この発想は、基本的はクリフォードの影響力の非常に強い論文「民族誌的権威について」から来るものである。これは翻訳されているので挙げておく。
文化の窮状―二十世紀の民族誌、文学、芸術 (叢書・文化研究)
ジェイムズ・クリフォード 太田 好信 慶田 勝彦 清水 展 浜本 満 古谷 嘉章 星埜 守之
440903068X

クリフォードの文章は時代的なものもあってなかなか読みづらいんだが、すごく的確にまとめているのがこの本のあとがき。
人類学の周縁から―対談集 (叢書・文化研究)
ジェイムズ クリフォード James Clifford
4409530321

以下、該当箇所引用。

民族誌的権威について」では、民族誌の権威を保証するものとして、経験的権威、解釈的権威、対話的権威、多声的権威がほぼ時系列的に語られている。二十世紀の民族誌の伝統は、訓練を受けた人類学者が「参与観察」という特権的な「経験」を蓄積し記述すること、というかたちで、それまでの「現地」にかんする語り――旅行記、行政官による記述、宣教師の記録など――とは違った権威を獲得するところから出発する。しかし、「現地人」の生活への「参与」と、そこからの距離を前提とする「観察」との両立を素朴に前提とすることによって成り立つ経験的権威は、その基盤の曖昧さゆえに批判されざるをえないことから、より周到な人類学者像が登場する。すなわち、「そこにいた」という経験の断片を「文化」という全体を成り立たせるテクストとして解釈する、解釈者としての人類学者であり、その限りでの権威である。しかし、こうした解釈的権威にたいして、人類学者と「現地人」との置かれている植民地的コンテクストの不可視性や、解釈の非相互性(解釈する人類学者と解釈される「現地人」との非対称性)への批判も向けられてきた。そこで姿を現すのが、民族誌を人類学者とインフォーマントとの相互交渉によって構築されるテクストと位置づける対話的な民族誌観である。対話を全面に打ちだすことで、民族誌家の権威は変容を被り、あるいは対話する両者に再配分される可能性が出てくるわけだ。とはいえ、対話を記述するという構えをとる場合でも、じつはそれを「書く」のはつねに西洋人の民族誌家のほうにあるとすれば、やはり権威の最終的審級は民族誌家に存するのではないか。そうした問いの先にクリフォードが垣間見ているのは、「現地人」による複数の記述を導入する、多声的民族誌である……。
(178-179)

要するに、この論文でクリフォードは民族誌の権威の保証についての類型を分類して、それぞれが抱える問題点についてコメントしているのだ。間違ってはいけないのは、経験的権威、解釈的権威、対話的権威、多声的権威のどれが悪いとか、どれが良いとか言う話ではなくて、民族誌を書く、もうちょっと言えば、文化を表象するということに常に付きまとう権威の良い点悪い点を正しく認識しましょうね、言っているのだ。この論文の結語を見ればわかるだろう。
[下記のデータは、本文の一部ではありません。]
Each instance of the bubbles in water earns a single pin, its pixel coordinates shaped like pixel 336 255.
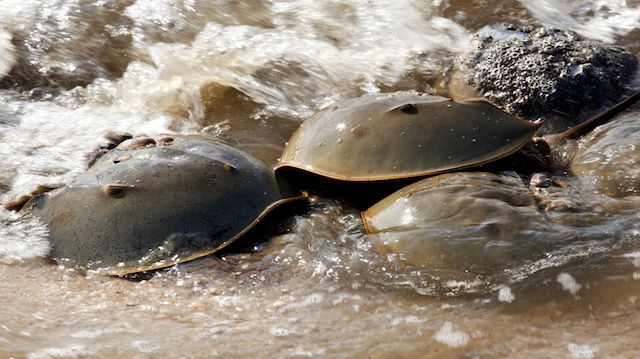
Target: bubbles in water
pixel 597 19
pixel 7 58
pixel 21 238
pixel 450 337
pixel 578 351
pixel 568 283
pixel 505 295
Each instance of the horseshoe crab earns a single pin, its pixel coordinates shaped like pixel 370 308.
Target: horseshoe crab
pixel 462 220
pixel 151 203
pixel 405 135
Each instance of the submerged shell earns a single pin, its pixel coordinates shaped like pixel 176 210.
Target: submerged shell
pixel 402 135
pixel 460 221
pixel 144 207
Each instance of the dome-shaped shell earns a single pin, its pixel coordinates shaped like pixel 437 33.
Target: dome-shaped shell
pixel 142 207
pixel 462 221
pixel 403 135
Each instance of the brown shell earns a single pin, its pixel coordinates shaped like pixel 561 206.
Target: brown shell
pixel 403 135
pixel 144 207
pixel 462 220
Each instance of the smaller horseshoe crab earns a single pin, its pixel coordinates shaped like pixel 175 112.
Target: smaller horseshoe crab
pixel 406 135
pixel 151 203
pixel 462 220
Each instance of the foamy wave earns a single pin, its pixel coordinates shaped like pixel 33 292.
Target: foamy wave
pixel 21 238
pixel 307 55
pixel 7 56
pixel 49 143
pixel 597 19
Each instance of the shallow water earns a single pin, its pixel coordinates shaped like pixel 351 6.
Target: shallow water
pixel 307 283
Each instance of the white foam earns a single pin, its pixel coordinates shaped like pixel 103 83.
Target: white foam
pixel 7 53
pixel 50 143
pixel 69 351
pixel 597 19
pixel 568 283
pixel 578 351
pixel 21 238
pixel 356 55
pixel 505 295
pixel 447 336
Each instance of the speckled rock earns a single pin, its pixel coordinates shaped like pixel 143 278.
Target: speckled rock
pixel 542 71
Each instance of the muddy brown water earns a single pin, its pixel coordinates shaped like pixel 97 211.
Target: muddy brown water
pixel 307 283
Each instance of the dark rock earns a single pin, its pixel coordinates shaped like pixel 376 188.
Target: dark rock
pixel 545 72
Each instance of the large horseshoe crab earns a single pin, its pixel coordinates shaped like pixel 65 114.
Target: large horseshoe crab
pixel 465 220
pixel 153 203
pixel 405 135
経験的、解釈的、対話的、そして多声的なプロセスは、どんな民族誌のなかでも不協和音を発しながら作動しているが、そのような民族誌を首尾一貫した体裁のもとに提示するならば、全体を統御するひとつの権威モデルを前提とすることになる。私が主張してきたのは、無秩序なテクスト的プロセスにこうして一貫性を課すということが、いまやひとつの戦略的な選択の問題として、避けて通れない事柄になっているということだ。私は、個々数十年のあいだに可視化されてきた、複数の主要な権威のスタイルを見分けることを試みてみた。民族誌的著作というものが生きているとすれば、そして私自身もそう信じているが、そうだとすれば、それは民族誌がこれらの複数の可能性のなかで、と同時にこれらの可能性に抗って闘っている限りにおいてのことなのだ。
(74)

民族誌を作るにしろ、博物館/美術館での展示を行うにしろ、それをある程度の秩序によって理解できるものとして提出するには、それを保証する権威が必要となってくる。そして場合によってその権威は、ある抑圧的な作用を及ぼしたり、場合によっては誤表象が起きる。
今回の村上隆の展覧会にまつわる議論は、当初はベルサイユ宮殿という場所との関係で起こったものの、「オタク」という一つの文化を表象する権威は何かをめぐって議論されたと考えるといろいろ理解できる。村上隆がハイコンテクストなオタク文化を「翻訳」しているんだと説明すれば、「いやそれは明らかに誤訳である」というような反論が返ってきたりするあたりすごく納得がいくところである。
ところで村上隆オタク文化を表象(「翻訳」)するにあたって掛金となっている「権威」はクリフォードが分類したもののどれに当たるのだろうか?村上隆の本人の言によると、彼自身もオタクであるから経験的権威はあるのだろう(私はそこにいたbe there、オタクの現場を知っている、そういった意味での権威だ)。また、彼は芸術家としてオタク文化を解釈的にも見ているだろう。ただその時、彼が手にしている解釈のツールは何か定かではない。他方、対話的、多声的な方向性は未だ見えないが、示唆的なものはある。例えば、彼のカオスラウンジに対する大きなコミットメント、また破滅ラウンジに対する過大評価とも言える賛辞を見ると、彼がより「現場のオタク(ないしはギーク)」との協同作業に関心を示しているようだ。
しかしながら、件の議論で村上隆オタク文化を「翻訳」するため担保としているものについて、はっきりとした発言はなく、むしろ「アート」の文脈を強調する発言が散見される。確かに、村上隆のフィールドはアートであってオタク文化そのものの中ではない。しかしながら、アートという文脈である文化の「翻訳」を行うならば、彼に対しての批判、非難、バッシングを「アートの論理を知らないから」と切り捨てるのはあまりにも配慮に欠けるだろう。
民族や伝統的な文化的統一性とオタクというサブカルチャーの統一性を同一視して、おなじロジックで文化の翻訳に関する政治的問題を考慮することには、多少、議論の余地があるだろう。しかし、何にせよ多くの民族的伝統やアイデンティティが社会的に構築されたものとして理解され、その構築されたものに対するアイデンティティと政治が問題化するのであったら、オタク文化にも同様の議論が成り立つ可能性は高い。たとえ、それがあからさまに「作られた伝統」であっても。